Trying to answer these questions could be futile. But he must have been motivated by his missionary commitment and his desire to go among these abandoned people. He did not forget the promises he himself made when he retired before leaving for India: they were the guiding principles of his missionary life:

* “To be a missionary from the bottom of my heart”.

*  “Do not neglect anything to advance the work of God”.

*  “Seize every opportunity to preach the Holy Word”.

*   “Finally, and that is why I implore especially your blessing, O my God, to use all my means, all my forces, all my study to contribute to the foundation of an indigenous clergy”.

His previous experience in India had enriched the Founder on the missionary apostolate, but had also sharpened his own ideas about the missionary’s primary commitment: an indigenous clergy. When he was in India, Bishop de Brésillac was deeply involved in this field. Later, in the vision he had to found his new company, this will be one of the most important elements.

If the formation of the native clergy was to be a fundamental aspect of the mission’s policy, a second aspect was its own commitment to reach the most abandoned, which prioritized primary evangelization as one of its main targets.

These two aspects of the missionary apostolate were what shaped his attitude and determined his vision. They also needed to determine the vision of the SMA to date. Commitment to the most abandoned peoples of Africa should be one of the keys to our missionary policy and the foundation of our mission and apostolate.

Love of Melchior de Marion Brésillac for the African continent which he had chosen as a place to be evangelized for his new Society, inspired him, pushed him, forced him almost to go ashore to meet the people he had come to serve, even though the advice of wisdom he had received around him suggested that he would better stay safe aboard the ship. This was the culmination of all his work in previous years for resources, for recruitment, for the animation of the mission. Now he had finally come to Africa, to his people, he was at home. He was going to proclaim the Good News to the people entrusted to him. And we know what’s next. Father Riocreux fell ill and after a few days of fever, he died on June 2, at the age of 27. In the meantime, Father Bresson also fell ill and died on June 5, at the age of 47.

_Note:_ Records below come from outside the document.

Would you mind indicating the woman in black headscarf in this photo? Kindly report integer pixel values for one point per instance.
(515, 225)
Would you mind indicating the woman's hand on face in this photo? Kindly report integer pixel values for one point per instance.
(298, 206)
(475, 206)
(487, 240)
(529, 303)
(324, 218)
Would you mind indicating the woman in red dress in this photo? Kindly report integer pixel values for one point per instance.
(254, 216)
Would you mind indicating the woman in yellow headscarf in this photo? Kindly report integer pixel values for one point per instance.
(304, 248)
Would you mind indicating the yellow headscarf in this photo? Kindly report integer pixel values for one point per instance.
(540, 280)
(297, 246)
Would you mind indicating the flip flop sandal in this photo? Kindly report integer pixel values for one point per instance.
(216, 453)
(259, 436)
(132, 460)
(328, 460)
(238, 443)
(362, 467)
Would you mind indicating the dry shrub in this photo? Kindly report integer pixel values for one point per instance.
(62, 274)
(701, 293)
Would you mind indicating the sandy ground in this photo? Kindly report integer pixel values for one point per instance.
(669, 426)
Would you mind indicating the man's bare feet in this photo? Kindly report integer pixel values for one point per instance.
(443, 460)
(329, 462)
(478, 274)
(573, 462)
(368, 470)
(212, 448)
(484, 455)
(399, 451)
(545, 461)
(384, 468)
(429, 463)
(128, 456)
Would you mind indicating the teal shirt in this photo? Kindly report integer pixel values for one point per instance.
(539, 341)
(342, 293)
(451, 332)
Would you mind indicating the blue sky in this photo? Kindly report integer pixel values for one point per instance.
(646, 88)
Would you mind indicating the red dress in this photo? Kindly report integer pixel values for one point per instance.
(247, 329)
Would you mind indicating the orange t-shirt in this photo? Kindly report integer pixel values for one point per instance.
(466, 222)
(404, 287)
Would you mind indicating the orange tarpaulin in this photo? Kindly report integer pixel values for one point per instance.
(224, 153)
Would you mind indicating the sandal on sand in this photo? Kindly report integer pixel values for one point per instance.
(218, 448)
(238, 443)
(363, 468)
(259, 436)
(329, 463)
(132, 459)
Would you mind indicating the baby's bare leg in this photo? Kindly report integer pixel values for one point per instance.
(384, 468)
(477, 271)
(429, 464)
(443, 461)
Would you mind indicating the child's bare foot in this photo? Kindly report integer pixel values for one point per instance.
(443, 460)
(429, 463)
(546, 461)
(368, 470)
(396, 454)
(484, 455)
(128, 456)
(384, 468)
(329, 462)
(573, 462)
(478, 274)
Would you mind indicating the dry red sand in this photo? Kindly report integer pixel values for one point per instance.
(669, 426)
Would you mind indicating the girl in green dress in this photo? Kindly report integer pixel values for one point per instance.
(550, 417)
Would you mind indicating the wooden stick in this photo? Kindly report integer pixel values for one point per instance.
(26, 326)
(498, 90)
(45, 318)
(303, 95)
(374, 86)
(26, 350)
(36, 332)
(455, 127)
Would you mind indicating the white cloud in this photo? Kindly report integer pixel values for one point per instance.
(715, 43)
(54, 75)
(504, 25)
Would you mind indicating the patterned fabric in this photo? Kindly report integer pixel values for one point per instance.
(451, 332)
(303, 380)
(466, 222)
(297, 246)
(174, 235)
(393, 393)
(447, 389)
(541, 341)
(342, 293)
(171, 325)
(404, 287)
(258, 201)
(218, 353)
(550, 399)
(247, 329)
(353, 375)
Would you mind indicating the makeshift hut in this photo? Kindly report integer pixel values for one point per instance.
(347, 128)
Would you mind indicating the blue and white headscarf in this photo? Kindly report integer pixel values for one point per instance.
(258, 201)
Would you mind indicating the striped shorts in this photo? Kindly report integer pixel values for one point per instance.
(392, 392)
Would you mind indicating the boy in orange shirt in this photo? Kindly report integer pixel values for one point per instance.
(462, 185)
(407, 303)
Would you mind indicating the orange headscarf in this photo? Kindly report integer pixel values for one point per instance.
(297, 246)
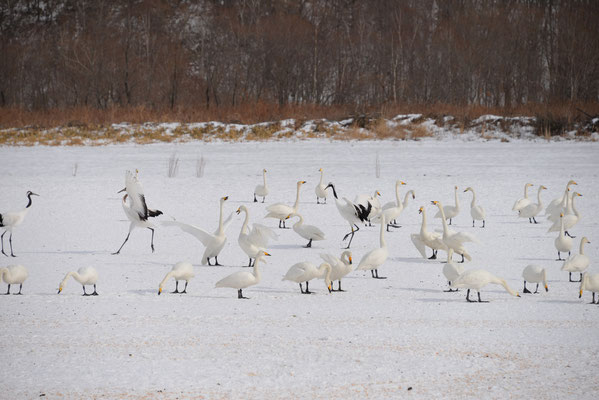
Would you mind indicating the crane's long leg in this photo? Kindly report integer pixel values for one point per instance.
(2, 237)
(152, 244)
(119, 250)
(10, 241)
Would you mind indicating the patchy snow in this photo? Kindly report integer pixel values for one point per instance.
(376, 340)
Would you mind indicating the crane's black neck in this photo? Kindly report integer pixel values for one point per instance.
(334, 192)
(29, 203)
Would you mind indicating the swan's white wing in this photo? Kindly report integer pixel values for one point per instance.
(463, 237)
(199, 233)
(228, 221)
(260, 235)
(419, 244)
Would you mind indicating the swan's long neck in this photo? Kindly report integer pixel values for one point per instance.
(296, 204)
(407, 198)
(168, 276)
(582, 242)
(473, 203)
(29, 203)
(220, 218)
(457, 201)
(244, 227)
(423, 227)
(382, 233)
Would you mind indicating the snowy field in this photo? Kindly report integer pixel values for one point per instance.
(380, 339)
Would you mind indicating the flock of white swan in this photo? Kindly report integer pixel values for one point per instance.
(364, 209)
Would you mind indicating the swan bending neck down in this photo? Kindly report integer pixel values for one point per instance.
(242, 279)
(281, 210)
(476, 279)
(85, 276)
(182, 271)
(12, 275)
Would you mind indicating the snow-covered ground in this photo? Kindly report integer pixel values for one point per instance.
(379, 339)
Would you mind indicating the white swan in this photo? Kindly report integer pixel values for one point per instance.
(242, 279)
(352, 213)
(12, 275)
(137, 210)
(85, 276)
(570, 219)
(280, 211)
(424, 239)
(476, 279)
(215, 242)
(451, 270)
(556, 205)
(321, 189)
(476, 212)
(533, 209)
(397, 204)
(450, 212)
(562, 243)
(377, 257)
(523, 202)
(591, 283)
(11, 220)
(182, 271)
(253, 241)
(364, 200)
(261, 190)
(578, 262)
(306, 271)
(340, 267)
(452, 239)
(534, 274)
(308, 232)
(393, 211)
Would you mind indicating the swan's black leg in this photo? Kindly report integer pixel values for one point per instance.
(127, 238)
(468, 297)
(152, 243)
(307, 289)
(10, 241)
(479, 300)
(2, 237)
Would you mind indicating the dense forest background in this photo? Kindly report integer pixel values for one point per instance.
(251, 59)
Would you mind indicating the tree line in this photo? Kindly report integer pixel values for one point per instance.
(166, 54)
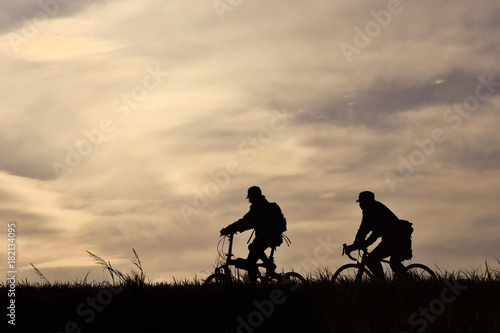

These examples show how Mgr de Brésillac and his missionary charism touch and inspire the lives of men and women, young and old, lay and consecrated on several continents. It is now up to us today to implement his missionary inspiration with discernment and courage. Pope Francis continues to push us in this direction to become a Church moving forward, meeting the other and serving the other.

One of the challenges today is to live the renewal of the spiritual heritage of Mgr de Brésillac in “reciprocity”, that is to say in collaboration and communication, in a spirit of family and equal dignity. It means promoting dialogue, focusing on how the other is putting into practice the same missionary vocation and allowing different pastoral realities and different feelings to interact with one another.

In our globalized world, this reciprocity applies on several levels: SMA units and regions of several continents, SMA fathers and OLA sisters, SMA members and various forms of lay volunteers, local churches from which we come, members of other missionary institutes, with whom we share a long missionary history and a common spirituality, people of good will, even if they do not share our religion or our beliefs. For this, we must increase the sharing and reflection of the experience of the field and the inspiration drawn from the Founder. It is more useful to live in our environment than to talk about it.

The Reciprocity is a modern concept which is not in the vocabulary of our founder. He indicates us anyway some conditions necessary for the reciprocity. In his “Retreat to the Missionaries”, he dedicates the sixth discourse to the qualities of a good pastor. He identifies three virtues. “Love, patience, gentleness” – “Caritatem, patientiam, mansuetudinem” That this is our travel allowance when we join our Christian communities, be it our missionary baggage. And that’s what I wish for all of us.